Tim, thanks for the feedback. 😁

json vs. jsonb

I had an issue opened (#53) questioning the usage of jsonb since pg-boss doesn't doesn't require it. An advantage is what you mention: you can run arbitrary queries against the job table. That may also be considered a disadvantage if the querying load interferes with queue operations. Although, if you're going to go through the trouble of casting..... it reallly defeats that purpose. In summary, I don't have strong feelings about it. I don't personally take advantage of querying the data column via jsonb, but I originally built it that way just in case because "maybe someone would want to do that". So, you would be that someone, and I would argue that your needs would probably outweigh the needs of those who would like milk every ounce of performance gain acquired by switching over to json instead.

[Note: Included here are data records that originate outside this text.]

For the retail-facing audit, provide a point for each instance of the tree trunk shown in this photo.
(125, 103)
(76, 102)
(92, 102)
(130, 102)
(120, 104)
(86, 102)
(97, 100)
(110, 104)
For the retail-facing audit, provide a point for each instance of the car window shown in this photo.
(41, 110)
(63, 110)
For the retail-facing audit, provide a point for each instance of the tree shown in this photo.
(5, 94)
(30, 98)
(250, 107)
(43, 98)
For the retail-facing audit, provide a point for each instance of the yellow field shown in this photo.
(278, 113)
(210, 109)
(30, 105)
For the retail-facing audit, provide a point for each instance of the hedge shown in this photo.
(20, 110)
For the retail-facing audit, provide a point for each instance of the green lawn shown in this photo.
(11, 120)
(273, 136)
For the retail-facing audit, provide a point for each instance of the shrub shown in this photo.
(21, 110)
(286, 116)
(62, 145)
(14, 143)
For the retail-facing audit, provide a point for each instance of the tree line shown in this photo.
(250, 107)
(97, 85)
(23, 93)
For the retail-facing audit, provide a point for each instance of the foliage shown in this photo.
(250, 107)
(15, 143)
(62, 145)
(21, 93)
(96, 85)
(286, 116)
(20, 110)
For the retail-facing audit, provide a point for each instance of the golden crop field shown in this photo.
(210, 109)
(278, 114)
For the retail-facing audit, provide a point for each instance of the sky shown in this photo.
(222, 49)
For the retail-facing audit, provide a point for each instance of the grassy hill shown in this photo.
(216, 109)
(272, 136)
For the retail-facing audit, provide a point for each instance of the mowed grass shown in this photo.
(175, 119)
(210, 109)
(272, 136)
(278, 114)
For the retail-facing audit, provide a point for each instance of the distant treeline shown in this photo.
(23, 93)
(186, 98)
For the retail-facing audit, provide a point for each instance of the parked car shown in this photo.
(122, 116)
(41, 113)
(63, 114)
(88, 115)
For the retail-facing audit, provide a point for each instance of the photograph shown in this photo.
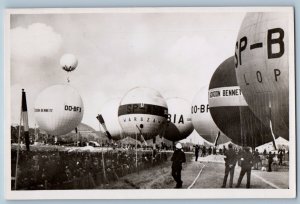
(139, 103)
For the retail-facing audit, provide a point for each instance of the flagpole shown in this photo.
(18, 148)
(271, 126)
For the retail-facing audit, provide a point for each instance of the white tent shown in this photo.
(220, 146)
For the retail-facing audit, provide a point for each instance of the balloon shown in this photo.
(231, 112)
(143, 111)
(58, 109)
(68, 62)
(179, 125)
(262, 67)
(109, 113)
(202, 120)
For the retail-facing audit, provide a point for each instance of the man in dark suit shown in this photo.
(178, 158)
(246, 164)
(230, 162)
(197, 148)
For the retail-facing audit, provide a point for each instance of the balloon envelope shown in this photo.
(262, 67)
(143, 111)
(109, 113)
(58, 109)
(230, 111)
(179, 125)
(202, 120)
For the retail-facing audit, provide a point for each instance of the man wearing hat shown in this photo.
(178, 158)
(230, 162)
(246, 165)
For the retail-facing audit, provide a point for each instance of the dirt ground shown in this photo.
(207, 173)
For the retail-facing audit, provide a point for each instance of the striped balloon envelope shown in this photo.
(58, 109)
(179, 123)
(231, 112)
(143, 113)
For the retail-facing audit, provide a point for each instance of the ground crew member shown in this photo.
(230, 162)
(246, 165)
(197, 152)
(178, 158)
(270, 161)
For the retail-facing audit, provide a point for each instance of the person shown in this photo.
(197, 152)
(209, 151)
(246, 165)
(256, 159)
(270, 161)
(230, 162)
(280, 156)
(177, 159)
(203, 151)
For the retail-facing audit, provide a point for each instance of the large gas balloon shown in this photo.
(143, 111)
(230, 111)
(179, 123)
(109, 113)
(68, 62)
(58, 109)
(262, 67)
(202, 120)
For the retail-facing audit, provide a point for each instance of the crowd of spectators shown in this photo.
(78, 170)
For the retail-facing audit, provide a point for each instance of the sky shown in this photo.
(174, 53)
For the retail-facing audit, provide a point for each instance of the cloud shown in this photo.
(38, 40)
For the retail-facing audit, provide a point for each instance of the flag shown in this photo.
(25, 120)
(101, 120)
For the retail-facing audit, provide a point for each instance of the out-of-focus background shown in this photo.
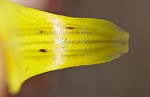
(128, 76)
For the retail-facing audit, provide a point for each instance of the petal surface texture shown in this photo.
(36, 42)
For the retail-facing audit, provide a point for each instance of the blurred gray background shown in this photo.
(127, 76)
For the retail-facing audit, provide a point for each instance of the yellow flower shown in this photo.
(36, 42)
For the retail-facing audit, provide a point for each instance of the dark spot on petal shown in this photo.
(42, 50)
(71, 28)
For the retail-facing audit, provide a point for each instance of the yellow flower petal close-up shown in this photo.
(35, 42)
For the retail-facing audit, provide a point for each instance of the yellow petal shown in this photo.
(36, 42)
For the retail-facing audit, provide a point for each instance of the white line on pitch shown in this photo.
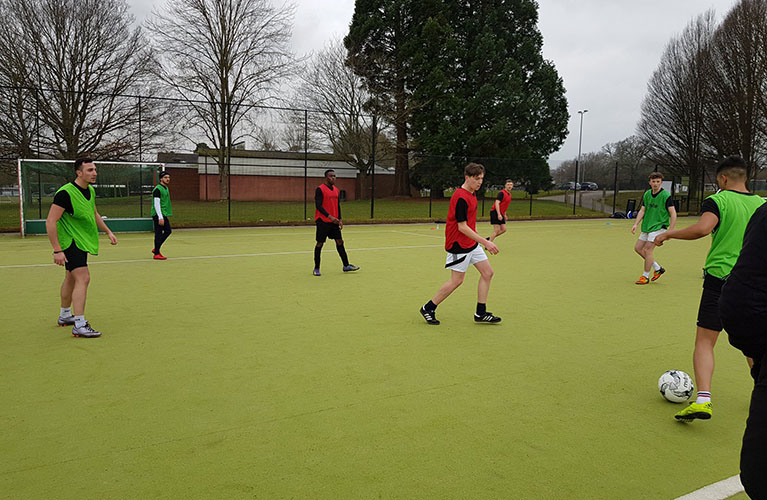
(228, 256)
(418, 234)
(717, 491)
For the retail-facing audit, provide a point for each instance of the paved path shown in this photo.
(588, 200)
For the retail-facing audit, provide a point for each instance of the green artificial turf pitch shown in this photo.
(229, 371)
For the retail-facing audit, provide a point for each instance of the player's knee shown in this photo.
(82, 278)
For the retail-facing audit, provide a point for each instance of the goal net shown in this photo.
(123, 192)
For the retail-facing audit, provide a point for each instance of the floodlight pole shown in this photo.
(615, 186)
(306, 156)
(580, 138)
(373, 172)
(578, 161)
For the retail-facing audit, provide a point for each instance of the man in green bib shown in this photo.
(73, 225)
(724, 216)
(656, 216)
(161, 213)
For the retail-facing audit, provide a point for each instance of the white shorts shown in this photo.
(461, 261)
(651, 236)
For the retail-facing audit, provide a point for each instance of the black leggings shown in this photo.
(161, 233)
(753, 454)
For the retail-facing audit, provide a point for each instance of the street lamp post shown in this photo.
(578, 161)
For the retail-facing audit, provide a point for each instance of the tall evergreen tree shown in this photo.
(484, 89)
(379, 46)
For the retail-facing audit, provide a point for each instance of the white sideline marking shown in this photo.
(226, 256)
(717, 491)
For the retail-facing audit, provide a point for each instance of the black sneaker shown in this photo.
(429, 316)
(488, 317)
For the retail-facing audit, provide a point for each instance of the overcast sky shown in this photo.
(604, 50)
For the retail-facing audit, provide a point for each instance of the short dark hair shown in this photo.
(732, 166)
(79, 162)
(473, 169)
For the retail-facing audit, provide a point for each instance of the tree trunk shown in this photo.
(401, 166)
(364, 193)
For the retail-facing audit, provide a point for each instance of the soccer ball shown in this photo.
(676, 386)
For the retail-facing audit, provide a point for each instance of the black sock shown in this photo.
(342, 253)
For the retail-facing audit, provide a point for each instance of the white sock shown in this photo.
(703, 397)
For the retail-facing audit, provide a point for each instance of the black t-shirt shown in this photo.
(62, 198)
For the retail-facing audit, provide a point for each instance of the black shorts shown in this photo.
(327, 230)
(75, 257)
(708, 311)
(494, 220)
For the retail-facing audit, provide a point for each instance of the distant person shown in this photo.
(743, 309)
(161, 214)
(498, 212)
(462, 246)
(656, 216)
(724, 216)
(327, 217)
(73, 225)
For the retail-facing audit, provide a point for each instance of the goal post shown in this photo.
(123, 192)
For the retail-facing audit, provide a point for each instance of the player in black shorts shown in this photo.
(327, 216)
(743, 311)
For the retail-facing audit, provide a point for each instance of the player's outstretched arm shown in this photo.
(103, 226)
(638, 221)
(703, 227)
(54, 214)
(672, 218)
(464, 228)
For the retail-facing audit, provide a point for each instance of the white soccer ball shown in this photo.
(676, 386)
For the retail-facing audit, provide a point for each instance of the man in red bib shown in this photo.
(462, 246)
(498, 212)
(327, 216)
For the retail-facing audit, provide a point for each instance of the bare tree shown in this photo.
(336, 96)
(631, 155)
(673, 119)
(223, 57)
(737, 84)
(17, 114)
(82, 58)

extra state completion jobs

Noted. That's not intended. Good catch

only 1 state completion job allowed

That's not intended. You should be able to use the exact same config that subscribe() allows, batching and all. Are you using teamSize or batchSize?

Adding retry counts to completion jobs

Good idea. I think I'll also add in the timestamps as well

retryBackoff default

What's your use case for setting retryBackoff to true but then setting retryLimit to 0? That combination of options isn't valid. I decided to set the retryLimit to 1 if the backoff option was set just to simplify the config.

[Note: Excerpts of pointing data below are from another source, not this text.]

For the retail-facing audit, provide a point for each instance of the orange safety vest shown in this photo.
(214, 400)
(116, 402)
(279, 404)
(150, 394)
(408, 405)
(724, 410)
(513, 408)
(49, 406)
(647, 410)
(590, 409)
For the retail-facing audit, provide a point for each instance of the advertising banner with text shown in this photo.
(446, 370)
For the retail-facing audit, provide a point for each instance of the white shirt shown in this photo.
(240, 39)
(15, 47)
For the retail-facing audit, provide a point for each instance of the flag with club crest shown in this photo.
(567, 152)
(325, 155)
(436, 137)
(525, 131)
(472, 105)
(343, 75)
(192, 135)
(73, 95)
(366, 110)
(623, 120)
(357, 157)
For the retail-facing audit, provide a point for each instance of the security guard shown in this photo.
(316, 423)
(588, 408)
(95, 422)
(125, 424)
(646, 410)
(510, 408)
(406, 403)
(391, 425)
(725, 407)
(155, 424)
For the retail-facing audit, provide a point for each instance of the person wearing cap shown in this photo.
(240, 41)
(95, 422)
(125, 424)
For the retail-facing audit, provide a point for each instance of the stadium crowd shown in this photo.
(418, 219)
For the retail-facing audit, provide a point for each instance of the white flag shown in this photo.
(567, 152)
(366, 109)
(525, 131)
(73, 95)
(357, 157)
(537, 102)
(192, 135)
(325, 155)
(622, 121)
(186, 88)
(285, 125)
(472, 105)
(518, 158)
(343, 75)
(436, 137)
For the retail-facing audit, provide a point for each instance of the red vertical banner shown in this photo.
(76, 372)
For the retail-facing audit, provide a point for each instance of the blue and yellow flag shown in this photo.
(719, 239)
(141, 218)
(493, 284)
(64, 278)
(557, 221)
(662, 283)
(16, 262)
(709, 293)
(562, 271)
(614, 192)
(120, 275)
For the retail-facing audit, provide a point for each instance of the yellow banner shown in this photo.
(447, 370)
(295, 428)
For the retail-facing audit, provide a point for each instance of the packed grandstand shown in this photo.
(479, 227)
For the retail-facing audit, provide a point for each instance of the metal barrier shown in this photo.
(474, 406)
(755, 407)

start() blocking on initial housekeeping

I think you're right that housekeeping operations should not block the initial promise resolution on start. I'll switch this over to async. Good catch on the archive table and the lack of indexes as well.

timclipsham commented 6 years ago

Thanks Tim! (it continues to feel like I'm speaking to myself) πŸ˜†

...jsonb...

At this stage we don't query the queue tables within our app, but occasionally do manually when looking into an issue. Looks like the performance cost of jsonb is minimal though.

That's not intended. You should be able to use the exact same config that subscribe() allows, batching and all. Are you using teamSize or batchSize?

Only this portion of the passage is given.